Medical - HIPAA

You have likely heard a great deal about the HIPAA Privacy Rule and how it has had a sweeping effect on the health care industry. Although the Privacy Rule primarily impacts health care providers and insurers, it also affects employers that sponsor group health plans. If you have not done so already, Aetna urges you to consult your professional/legal advisors for guidance on how the Privacy Rule impacts you and what, if anything, you need to do to comply. Although Aetna can’t substitute for your professional advisor’s advice, this Guide highlights some of the issues that you will need to consider in regard to the HIPAA Privacy Rule.

Background on HIPAA
The Health Insurance Portability and Accountability Act (HIPAA) was passed by Congress and signed into law in 1996. Until recently, most of the focus on HIPAA has been confined to certain health insurance-related issues. For example, HIPAA addresses limitations on exclusions for pre-existing conditions, availability of health insurance coverage for small employers, and rights of individuals to apply for health coverage when they lose their existing coverage. HIPAA also strengthens federal health care fraud and abuse laws.

Recently, more attention has shifted to Title II, Subtitle F of HIPAA, which deals with Administrative Simplification. Privacy is just one of the five components of Administrative Simplification -- the other components are: Electronic Transactions; Code Sets; Security; and Unique Identifiers. Each of the Administrative Simplification components has its own compliance date. The compliance date for the HIPAA Privacy Rule was April 14, 2003.

Covered Entities
The HIPAA Privacy Rule governs the use and disclosure of Protected Health Information (PHI) by "covered entities." Covered entities are defined as health plans, health care clearinghouses and health care providers who transmit health information electronically. While the Privacy Rule does not directly regulate employers, the requirements apply to "group health plans" that are sponsored by many employers. Covered plans include those providing medical, dental, vision, pharmacy and other medical benefits. Flexible spending accounts also fall within the definition. The Privacy Rule specifically excludes from coverage disability plans, workers compensation plans and life insurance -- despite potential coverage of medical services.

Protected Health Information
Under HIPAA, Protected Health Information (PHI) is information that:

  • Relates to an individual’s physical or mental health, the provision of health care to the individual, or the payment for the individual’s health care;
  • Identifies, or could reasonably be used to identify, the individual; and
  • Is created or received by a covered entity.

The Privacy Rule covers PHI that is transmitted or maintained in any form or medium (e.g., electronic, paper and oral communications).

Uses and Disclosures
Health plans may use or disclose PHI for purposes of treatment, payment or health care operations without a participant’s consent or authorization. “Payment” is defined as any activity undertaken by a health plan to obtain premiums or fulfill its coverage responsibilities. “Treatment” means the provision, coordination or management of health care and related services. “Health care operations” means administration of health benefits policies or contracts, quality assessment and improvement activities, customer service, disease management, etc.
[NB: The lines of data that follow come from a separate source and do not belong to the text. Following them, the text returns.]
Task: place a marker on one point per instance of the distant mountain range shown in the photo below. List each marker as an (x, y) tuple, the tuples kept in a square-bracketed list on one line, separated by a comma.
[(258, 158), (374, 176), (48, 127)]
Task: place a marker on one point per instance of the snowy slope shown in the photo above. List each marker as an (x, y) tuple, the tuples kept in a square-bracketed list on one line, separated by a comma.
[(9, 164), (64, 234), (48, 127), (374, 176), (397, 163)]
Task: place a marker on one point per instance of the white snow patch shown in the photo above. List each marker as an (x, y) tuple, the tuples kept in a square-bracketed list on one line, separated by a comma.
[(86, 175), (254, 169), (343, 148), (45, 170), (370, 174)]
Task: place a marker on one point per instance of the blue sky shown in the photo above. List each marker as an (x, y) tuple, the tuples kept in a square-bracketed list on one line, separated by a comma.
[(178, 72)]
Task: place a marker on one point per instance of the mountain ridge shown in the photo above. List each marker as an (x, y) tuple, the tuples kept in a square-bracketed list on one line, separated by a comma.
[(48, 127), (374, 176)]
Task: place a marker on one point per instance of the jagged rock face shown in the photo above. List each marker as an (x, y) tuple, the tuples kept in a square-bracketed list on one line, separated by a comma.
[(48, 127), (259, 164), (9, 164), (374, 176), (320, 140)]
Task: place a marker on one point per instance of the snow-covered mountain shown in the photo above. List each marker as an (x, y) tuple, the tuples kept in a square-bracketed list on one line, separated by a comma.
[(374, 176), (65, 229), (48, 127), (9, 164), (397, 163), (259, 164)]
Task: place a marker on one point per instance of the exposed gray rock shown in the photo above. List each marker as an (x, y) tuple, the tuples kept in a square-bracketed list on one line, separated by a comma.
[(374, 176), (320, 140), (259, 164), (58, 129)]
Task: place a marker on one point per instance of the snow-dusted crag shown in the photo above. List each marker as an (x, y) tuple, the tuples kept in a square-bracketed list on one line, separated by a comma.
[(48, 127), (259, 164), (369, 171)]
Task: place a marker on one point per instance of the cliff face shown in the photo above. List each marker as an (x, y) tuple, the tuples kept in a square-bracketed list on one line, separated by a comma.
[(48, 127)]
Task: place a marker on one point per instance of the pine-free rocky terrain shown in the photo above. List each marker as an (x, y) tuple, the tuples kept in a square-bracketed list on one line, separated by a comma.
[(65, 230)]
Any allowable use or disclosure must be limited to the “minimum amount necessary” to achieve the stated purpose. Health plans should conduct a survey of their uses and disclosures of PHI to ensure that they comply with the Privacy Rules and adopt appropriate policies.

Participants’ Rights
Group health plan participants and beneficiaries have a right to:

  • Receive a notice explaining their health plan’s privacy policies and practices (the notice must be sent each time the practices change materially);
  • Access their PHI;
  • Request amendments to their PHI;
  • Request an accounting of certain types of disclosures (i.e., those outside the scope of treatment, payment and health care operations); and
  • Request, in certain instances, that PHI be communicated through alternative confidential means or to alternative locations.

Business Associates
Health plans must have a written contract with each “Business Associate” that contains certain prescribed provisions (in essence, the business associate must be required to abide by the use and disclosure limitations in the Privacy Rule). “Business Associates” are persons or entities who perform functions on behalf of a covered entity and either have access to or are reasonably likely to have access to PHI. Health plans have to take action if they become aware of a Business Associate breach (i.e., require the Business Associate to cure the breach, and, failing that, the health plan may have to terminate the contract).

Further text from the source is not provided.